WASHINGTON — The National Labor Relations Board has ruled in favor of the Neiman Marcus Group Inc.’s Bergdorf Goodman in a case involving a union trying to organize two separate shoe departments within its women’s store in Manhattan.
The NLRB said in its decision that the petition brought by the Retail, Wholesale Department Store Union to organize a salon shoe department on the second floor of the Bergdorf store and a contemporary shoe department located on the fifth floor did not represent an “appropriate [bargaining] unit” because it “lacked a community of interest.”
Retailers have grown concerned over decisions handed down by the NLRB, most recently one in which it ruled against Macy’s Inc. and allowed a union to move forward with an organizing election involving employees in a cosmetics and fragrance department at one of its stores.
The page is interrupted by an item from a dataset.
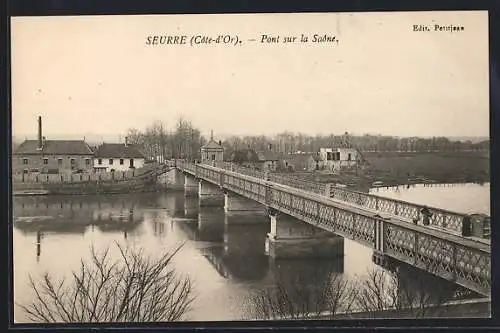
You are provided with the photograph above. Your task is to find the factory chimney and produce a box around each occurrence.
[38,116,43,150]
The retail community argues that the Macy’s ruling will pave the way for separate union bargaining units within stores, which they say could fragment their business.
But the NLRB’s decision in the Bergdorf case indicated that the board is taking decisions about union bargaining units within stores on a case-by-case basis.
The RWDSU petitioned the NLRB to cover 46 shoe sales associates in the two departments and an election was held in June 2012, but the ballots were impounded because of the pending case before the NLRB. In its decision posted late Monday, the NLRB dismissed the union’s petition, vacated the union election and remanded the case back to an NLRB regional director for “further appropriate action.”
Neiman Marcus declined to comment on the NLRB decision, but two retail trade and lobbying groups weighed in.
“It is certainly a win for Bergdorf without a question,” a spokesman for the Retail Industry Leaders Association said.
However, even with the decision in favor of Bergdorf, RILA and the National Retail Federation believe the NLRB will continue to push for the creation of micro unions.
“This is a qualified victory for the retail industry, but significant challenges continue to confront the nation’s retail community,” including the concern about micro unions, an NRF spokesman said.